Mit der Übersetzung des zweiten Teils der Ansprache vervollständigte sich die Demütigung, das Desaster, der Untergang und ich kletterte die restlichen Treppenstufen rückwärts herunter.

Unten angekommen, mit Tränen in den Augen, versuchte ich dem aufgebrachten Bademeister klar zumachen, dass ich lieber doch erst vom Sieben–Meter-fünfzig springen mochte.

»Disch wär isch lehre, misch oliesche zu wolle. Sei froh, dass isch disch net rausschmeiss. Un jetzt geh mä aus de Aage.«

Anlügen? Niemals!

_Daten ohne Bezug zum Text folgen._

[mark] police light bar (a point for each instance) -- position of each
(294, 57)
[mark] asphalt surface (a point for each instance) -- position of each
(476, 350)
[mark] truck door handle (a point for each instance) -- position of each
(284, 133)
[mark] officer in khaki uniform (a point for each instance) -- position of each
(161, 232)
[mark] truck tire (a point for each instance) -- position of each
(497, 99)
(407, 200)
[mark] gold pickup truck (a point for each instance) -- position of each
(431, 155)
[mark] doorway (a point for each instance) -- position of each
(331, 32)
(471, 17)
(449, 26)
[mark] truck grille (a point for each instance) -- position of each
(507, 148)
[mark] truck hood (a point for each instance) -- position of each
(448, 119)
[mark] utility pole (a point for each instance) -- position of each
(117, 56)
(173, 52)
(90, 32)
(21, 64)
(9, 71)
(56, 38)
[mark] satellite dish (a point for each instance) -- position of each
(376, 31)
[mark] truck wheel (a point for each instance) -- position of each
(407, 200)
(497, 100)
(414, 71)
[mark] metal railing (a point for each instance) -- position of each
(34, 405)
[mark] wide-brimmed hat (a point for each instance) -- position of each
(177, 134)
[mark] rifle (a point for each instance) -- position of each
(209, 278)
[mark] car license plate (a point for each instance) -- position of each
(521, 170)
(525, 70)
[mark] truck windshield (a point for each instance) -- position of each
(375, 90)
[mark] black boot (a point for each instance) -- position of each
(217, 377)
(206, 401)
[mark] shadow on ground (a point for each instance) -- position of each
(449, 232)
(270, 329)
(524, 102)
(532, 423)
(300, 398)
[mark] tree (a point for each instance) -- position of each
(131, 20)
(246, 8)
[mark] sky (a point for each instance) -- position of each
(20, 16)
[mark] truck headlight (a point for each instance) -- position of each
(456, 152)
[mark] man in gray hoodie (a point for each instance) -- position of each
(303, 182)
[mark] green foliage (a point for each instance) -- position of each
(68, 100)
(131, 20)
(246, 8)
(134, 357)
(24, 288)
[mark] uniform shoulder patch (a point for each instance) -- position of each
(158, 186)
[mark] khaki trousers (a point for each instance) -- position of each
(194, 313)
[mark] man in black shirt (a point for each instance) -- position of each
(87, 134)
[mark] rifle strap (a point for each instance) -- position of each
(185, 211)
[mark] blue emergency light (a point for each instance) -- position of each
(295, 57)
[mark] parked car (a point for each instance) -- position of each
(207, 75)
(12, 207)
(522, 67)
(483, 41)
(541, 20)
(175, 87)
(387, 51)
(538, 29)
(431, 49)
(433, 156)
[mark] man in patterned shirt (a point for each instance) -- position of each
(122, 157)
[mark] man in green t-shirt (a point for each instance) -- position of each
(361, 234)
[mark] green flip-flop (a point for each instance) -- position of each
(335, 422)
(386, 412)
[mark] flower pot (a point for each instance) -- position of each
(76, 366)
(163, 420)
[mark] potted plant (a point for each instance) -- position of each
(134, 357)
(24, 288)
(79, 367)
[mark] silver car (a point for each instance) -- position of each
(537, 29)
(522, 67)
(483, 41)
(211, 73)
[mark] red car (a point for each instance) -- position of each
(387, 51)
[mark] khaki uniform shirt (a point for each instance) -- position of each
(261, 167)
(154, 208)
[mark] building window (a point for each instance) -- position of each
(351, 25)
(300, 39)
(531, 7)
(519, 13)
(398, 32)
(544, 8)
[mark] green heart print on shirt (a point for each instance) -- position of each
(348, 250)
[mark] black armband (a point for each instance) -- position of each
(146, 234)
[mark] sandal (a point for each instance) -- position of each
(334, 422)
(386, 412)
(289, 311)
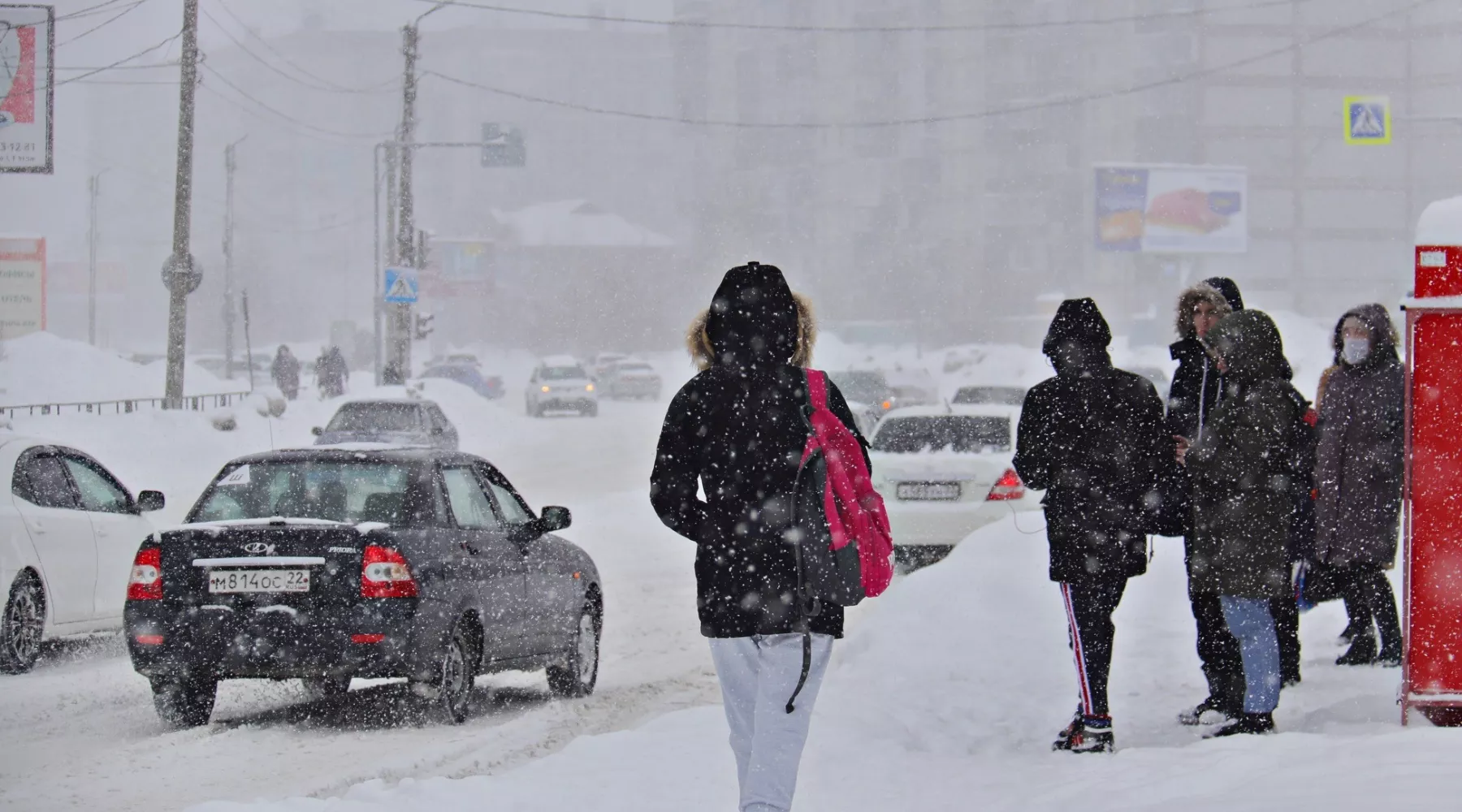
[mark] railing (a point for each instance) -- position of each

Der Sohn meiner Mutter log nicht - jedenfalls noch nicht. Freilich traute ich mich nicht, der angestauten Empörung Luft zu verschaffen. Aber von diesem speziellen Augenblick an respektierte ich Nabo als Chef im Ring. Auch wenn ich ihn in den kommenden Jahren, bei der einen oder anderen Gelegenheit am Beckenrand mit einer wohlgezielten Bombe erwischte. Manchmal glaubte ich sogar, ihn während aller Flucherei lächeln zu sehen. Aber das kann natürlich bloße Einbildung sein.